The second thing I notice is the friendly, open-to-idea and non-judgmental working environment here. In Vietnam, the pressure to conform is too big, while here it does not really matter what your position is. My current boss is a manager, but she is really friendly and she is always ready to listen to my talking (even if it is just about my days at school or my exams). My co-workers treat me really well even though I am much younger than they. Sometimes in Vietnam, people with more experience tend to look down on younger than people (though it is not true for every case).
I haven’t had any experience working in a company in Vietnam, but from my conversations with people who work there (even people working in big companies), most of them are unhappy with their jobs and their salaries. I am afraid that I might experience the same unhappy feelings if I work back home. I think I have had enough pressure in life so more pressure from work will just make me a grumpy, unhappy person.

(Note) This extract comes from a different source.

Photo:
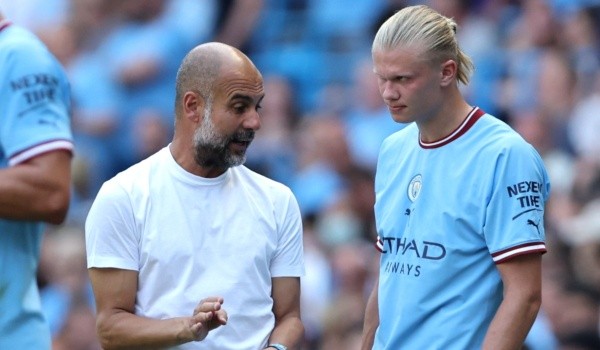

Vietnam is changing with more foreign people coming to work in the country and they bring with them American (and other) working styles to organizations. You, for example, create a very friendly and comfortable working environment for Capstone Vietnam staff (I really like coming to Capstone because everyone in your office makes me feel welcome and comfortable). However, for most cases, many intrinsic problems still exist and the organizational culture is not likely to change much in the near future. Hopefully, things will be different and the situation will improve!